You can't just go and use a thicker rotor, though, as the caliper opening must also be a touch wider, which it is on TRP's G-Spec E-MTB stopper. The pistons are the same and will always self-correct to however thick the disc is, of course. If you're chunkier than the average rider, spend all day and every day in the bike park, or just need more consistent braking, this setup could be ideal. Don't be surprised to see an off-the-shelf version intended for acoustic bikes down the road.
E-bike components are usually (always?) heavier than parts intended for non-motorized use, but it's clear that a lot of riders don't give a shit about the increase in grams just as long as there's a corresponding increase in reliability. It's probably a safe bet to say that this applies to the all-too-common creaky fork crown and steerer tube assemblies more than anywhere else on our bikes.

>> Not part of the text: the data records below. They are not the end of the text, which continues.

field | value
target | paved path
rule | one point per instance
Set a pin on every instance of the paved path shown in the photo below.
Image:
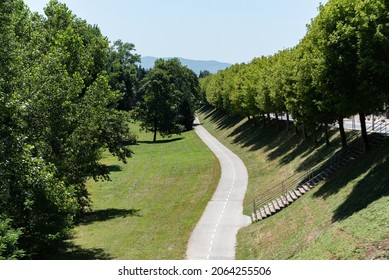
(214, 237)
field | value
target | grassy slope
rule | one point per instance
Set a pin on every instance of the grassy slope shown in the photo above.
(346, 217)
(151, 205)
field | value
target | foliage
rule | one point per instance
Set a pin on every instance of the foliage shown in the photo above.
(57, 115)
(170, 93)
(339, 69)
(122, 71)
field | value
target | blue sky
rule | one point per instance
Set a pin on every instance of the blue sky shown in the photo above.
(231, 31)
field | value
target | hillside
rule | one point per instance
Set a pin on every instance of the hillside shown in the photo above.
(345, 217)
(196, 66)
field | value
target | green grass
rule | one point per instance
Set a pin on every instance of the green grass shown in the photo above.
(151, 205)
(346, 217)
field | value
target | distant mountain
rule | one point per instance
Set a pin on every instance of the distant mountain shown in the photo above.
(196, 66)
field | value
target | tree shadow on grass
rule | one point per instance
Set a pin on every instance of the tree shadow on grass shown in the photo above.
(161, 141)
(373, 186)
(114, 168)
(219, 117)
(67, 250)
(107, 214)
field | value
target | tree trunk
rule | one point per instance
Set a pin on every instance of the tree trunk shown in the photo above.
(326, 134)
(287, 121)
(314, 134)
(342, 133)
(365, 140)
(155, 129)
(277, 121)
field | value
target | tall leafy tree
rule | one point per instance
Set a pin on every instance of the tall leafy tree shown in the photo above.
(122, 71)
(158, 112)
(36, 208)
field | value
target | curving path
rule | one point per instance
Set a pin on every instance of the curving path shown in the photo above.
(214, 236)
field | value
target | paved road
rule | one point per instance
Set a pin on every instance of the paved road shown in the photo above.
(214, 237)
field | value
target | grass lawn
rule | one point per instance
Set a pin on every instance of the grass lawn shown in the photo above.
(151, 205)
(346, 217)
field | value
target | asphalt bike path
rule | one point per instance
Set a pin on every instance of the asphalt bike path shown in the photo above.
(214, 236)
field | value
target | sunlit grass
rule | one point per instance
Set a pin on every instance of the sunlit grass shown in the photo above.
(151, 205)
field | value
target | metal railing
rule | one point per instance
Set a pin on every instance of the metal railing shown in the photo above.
(263, 199)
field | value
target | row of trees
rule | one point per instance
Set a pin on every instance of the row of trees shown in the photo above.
(60, 91)
(339, 69)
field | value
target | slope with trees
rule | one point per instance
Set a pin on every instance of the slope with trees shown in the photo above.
(58, 114)
(339, 69)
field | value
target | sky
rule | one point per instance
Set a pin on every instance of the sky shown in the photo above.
(232, 31)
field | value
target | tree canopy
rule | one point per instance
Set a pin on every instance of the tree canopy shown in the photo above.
(58, 112)
(170, 93)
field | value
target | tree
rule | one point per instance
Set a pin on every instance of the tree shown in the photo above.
(186, 89)
(36, 208)
(158, 112)
(122, 71)
(204, 74)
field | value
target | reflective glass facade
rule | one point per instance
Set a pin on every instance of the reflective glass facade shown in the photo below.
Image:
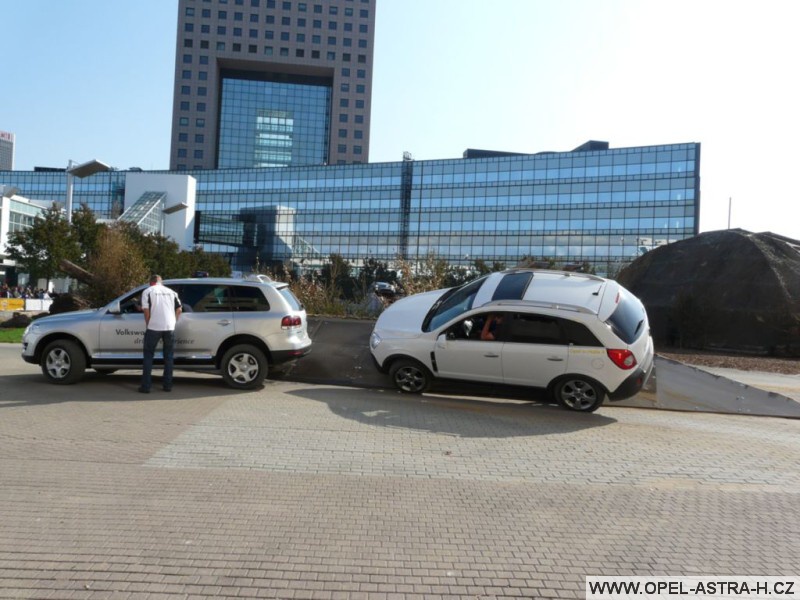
(273, 124)
(600, 206)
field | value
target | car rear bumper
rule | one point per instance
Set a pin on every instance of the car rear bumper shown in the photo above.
(633, 384)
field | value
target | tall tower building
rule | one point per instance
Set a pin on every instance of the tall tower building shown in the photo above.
(6, 151)
(266, 83)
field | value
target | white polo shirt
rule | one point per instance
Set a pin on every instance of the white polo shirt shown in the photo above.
(162, 303)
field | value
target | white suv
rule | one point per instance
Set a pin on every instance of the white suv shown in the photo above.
(579, 336)
(236, 327)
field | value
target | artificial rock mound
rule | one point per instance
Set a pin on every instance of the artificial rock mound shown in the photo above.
(732, 290)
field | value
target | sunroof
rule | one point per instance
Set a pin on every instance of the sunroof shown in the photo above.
(512, 286)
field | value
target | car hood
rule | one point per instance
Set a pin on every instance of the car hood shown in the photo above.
(67, 317)
(405, 316)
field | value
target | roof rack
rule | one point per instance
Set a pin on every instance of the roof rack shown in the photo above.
(538, 304)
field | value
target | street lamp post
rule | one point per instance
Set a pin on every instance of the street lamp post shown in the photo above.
(82, 170)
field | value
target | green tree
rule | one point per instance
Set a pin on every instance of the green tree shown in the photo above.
(40, 248)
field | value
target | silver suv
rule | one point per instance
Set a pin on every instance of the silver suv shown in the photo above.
(236, 327)
(581, 337)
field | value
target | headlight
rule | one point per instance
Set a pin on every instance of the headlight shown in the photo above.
(374, 340)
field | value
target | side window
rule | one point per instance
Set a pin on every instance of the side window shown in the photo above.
(248, 299)
(578, 334)
(204, 298)
(535, 329)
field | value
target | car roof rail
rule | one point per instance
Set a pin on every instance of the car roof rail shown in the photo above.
(539, 304)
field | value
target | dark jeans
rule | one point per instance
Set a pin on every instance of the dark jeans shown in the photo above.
(151, 339)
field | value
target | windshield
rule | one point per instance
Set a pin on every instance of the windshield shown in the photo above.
(453, 303)
(628, 318)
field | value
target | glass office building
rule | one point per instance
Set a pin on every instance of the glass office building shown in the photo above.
(601, 206)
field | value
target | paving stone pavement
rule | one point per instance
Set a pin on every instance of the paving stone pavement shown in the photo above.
(309, 491)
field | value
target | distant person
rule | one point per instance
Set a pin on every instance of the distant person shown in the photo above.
(489, 331)
(162, 308)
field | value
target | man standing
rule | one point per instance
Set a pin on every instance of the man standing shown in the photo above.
(161, 308)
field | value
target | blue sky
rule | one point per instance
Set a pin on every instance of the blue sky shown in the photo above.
(85, 79)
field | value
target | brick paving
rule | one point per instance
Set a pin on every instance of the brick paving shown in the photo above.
(303, 491)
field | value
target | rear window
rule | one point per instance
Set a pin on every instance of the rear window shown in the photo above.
(290, 298)
(627, 321)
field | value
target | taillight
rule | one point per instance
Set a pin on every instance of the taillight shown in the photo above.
(290, 321)
(624, 359)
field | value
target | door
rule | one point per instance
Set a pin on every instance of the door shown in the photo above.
(535, 351)
(460, 352)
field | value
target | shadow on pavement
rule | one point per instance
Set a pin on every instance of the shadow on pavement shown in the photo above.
(462, 417)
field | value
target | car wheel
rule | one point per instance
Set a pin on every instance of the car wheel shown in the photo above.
(244, 367)
(579, 393)
(410, 376)
(63, 362)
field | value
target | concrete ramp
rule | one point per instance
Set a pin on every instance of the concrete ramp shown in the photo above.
(341, 356)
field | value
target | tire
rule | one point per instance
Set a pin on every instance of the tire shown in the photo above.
(410, 376)
(244, 367)
(579, 393)
(63, 362)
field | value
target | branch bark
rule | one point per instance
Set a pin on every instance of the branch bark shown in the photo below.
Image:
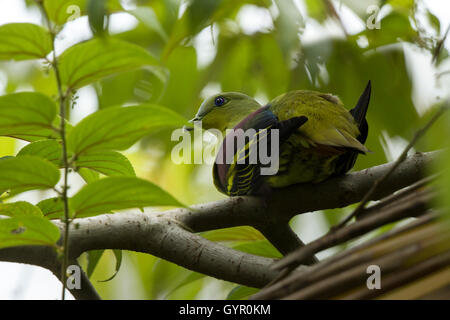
(166, 235)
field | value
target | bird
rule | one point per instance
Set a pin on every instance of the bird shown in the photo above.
(318, 138)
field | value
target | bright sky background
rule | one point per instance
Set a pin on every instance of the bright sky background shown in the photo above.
(28, 282)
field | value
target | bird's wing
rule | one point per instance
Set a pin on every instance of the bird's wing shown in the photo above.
(239, 172)
(347, 161)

Pinkbike member @BCDragon
called me out in the comment section for not taking fork manufacturers to task for this seemingly unfixable issue that most of us have had to deal with at some point, and you know what? The guy is 100-percent correct.
It's simply unacceptable that creaky CSUs are so common, be it on a $300 fork or a $1,000 fork, and while the engineering challenges of dealing with the leverage that a fork puts on its CSU has been explained to me, I don't care. This issue should have disappeared with square taper bottom brackets and cantilever brakes, but it hasn't. Instead, it's stuck around like herpes. Using an e-bike specific fork shouldn't be the answer, of course, but it could be the best solution you have right now.
E-bikes weigh more and have the potential to be ridden faster thanks to the surplus 250-ish watts, so some suspension companies offer forks with beefed up crowns, steerer tubes, and stanchions that should do a better job of brushing off your hucking. The real solution is a one-piece crown and steerer tube that would eliminate the chance of groaning between what would usually be a press-fit joint.
You know, much like what X-Fusion and Öhlins use. It's more expensive to manufacture, no doubt, and the stanchion and crown interface can still creak, but it's certainly the right way to do things. But in lieu of suspension companies doing that, an e-bike slider, with its burlier chassis, might be the solution for those who are sick and tired of their creaky $1,000 fork.
Our electric cousins might also have the answer for those who struggle to keep their wheels somewhat round and knobs on their expensive and practically disposable tires. DT Swiss, among others, offers a high-quality wheelset with thicker gauge spokes, thicker rim walls, and a steel freehub body, three things that make a lot of sense when you're hard on your hoops or if you have double the watts at your fingertips.
There are a host of electric-centric components that make sense on a mountain bike, including wheels, tires, drivetrain parts, and brakes. What else can you think of?
It's a bit less obvious when we get to tires, though, as who would actually want the firmer, and therefore less grippy rubber compound that some e-bike-specific tires are made of? Oh, I don't know, maybe everyone who's sick and tired of burning up $100 or more every time they're faced with some pointy rocks. You can get longer lasting compounds on normal tires, for sure, but they're often combined with a casing that was intended for anything but pointy rocks. But e-bike rubber is designed and tested for the increased weight and speed of a motorized "mountain bike,'' which could also make them great for people who ride like they're leaving a car meet in a 5.0L Mustang. Like to skid? Me too, which is why I don't want - or need - rubber that has more in common with an eraser than a mountain bike tire.
I get it, there are (always) land access concerns and also that, somewhere deep down inside you might feel like our little two-wheeled tribe is being threatened. It's not, though; things will roll on and we'll figure it out together - if anything needs to be figured out at all - but in the meantime, it might make sense for some of us to take a closer look at our motorized cousins.
Herpes isn't going anywhere and neither are e-bikes or the angst-filled comments against them. But unlike herpes, there could be an upside to having e-bikes around.